目の前にいる少女は、実際にそうして三冠ウマ娘になってしまったのだ。何かに縛られることもなく、悠々と、ただ己を貫いた結果として。
「君は、何も変わらんな、シービー」
吉田の言葉に「もちろん!」とシービーは胸を張る。
「ねえトレーナー、ここからでも聞こえるでしょ? ものすごい歓声が。あれを一身に浴びて熱くなってさ、その燃えた気持ちのままに走る。私は結局、それだけで良かったんだよ。三冠ウマ娘としてとか、追い込みの代名詞とか、自由に走らなきゃとか、そんなのはどうでもよくてさ。どんな風に走っても私は結局ミスターシービーなわけよ。他の誰でもない、唯一人のウマ娘」
達観しつつも無邪気に笑うシービーに吉田もそれ以上何か言うことは無く、笑って手を振った。
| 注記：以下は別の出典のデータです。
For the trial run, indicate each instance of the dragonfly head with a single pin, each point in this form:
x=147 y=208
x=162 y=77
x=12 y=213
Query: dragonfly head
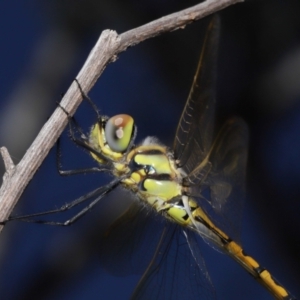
x=119 y=131
x=113 y=137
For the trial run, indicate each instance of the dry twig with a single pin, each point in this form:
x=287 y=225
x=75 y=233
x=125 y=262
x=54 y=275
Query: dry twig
x=107 y=47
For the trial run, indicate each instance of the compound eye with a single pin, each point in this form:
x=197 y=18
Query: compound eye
x=118 y=132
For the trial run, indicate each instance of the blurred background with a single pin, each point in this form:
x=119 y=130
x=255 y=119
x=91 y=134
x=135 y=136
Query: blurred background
x=45 y=43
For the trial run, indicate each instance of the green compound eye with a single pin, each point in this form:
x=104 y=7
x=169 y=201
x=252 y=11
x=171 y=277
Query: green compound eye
x=118 y=132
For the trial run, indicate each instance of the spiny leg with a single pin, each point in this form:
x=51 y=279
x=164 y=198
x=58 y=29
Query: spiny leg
x=99 y=192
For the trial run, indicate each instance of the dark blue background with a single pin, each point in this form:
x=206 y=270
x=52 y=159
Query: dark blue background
x=43 y=46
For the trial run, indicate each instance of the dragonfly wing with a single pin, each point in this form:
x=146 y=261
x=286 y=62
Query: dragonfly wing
x=222 y=189
x=194 y=131
x=177 y=270
x=128 y=245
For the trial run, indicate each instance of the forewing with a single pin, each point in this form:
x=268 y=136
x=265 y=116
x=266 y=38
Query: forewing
x=195 y=128
x=177 y=270
x=221 y=190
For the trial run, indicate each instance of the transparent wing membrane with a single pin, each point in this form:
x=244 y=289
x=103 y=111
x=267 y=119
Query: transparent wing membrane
x=221 y=191
x=195 y=128
x=177 y=270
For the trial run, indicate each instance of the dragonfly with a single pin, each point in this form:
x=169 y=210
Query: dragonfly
x=194 y=189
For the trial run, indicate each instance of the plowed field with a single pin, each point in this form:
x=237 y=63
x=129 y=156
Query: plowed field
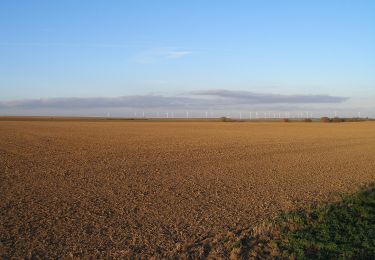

それに軽く手を上げて応え、シービーは踵を返して再び歩き出す。
頂上決戦の舞台に向けて。すぐそこに待つ、因縁の相手の元へ。
———それにさ、誰に何を言われようと。
URAファイナルズ芝中距離部門、決勝。
その幕が開ける。
———レースが始まったら、そこは私たちの世界。でしょ?トレーナー。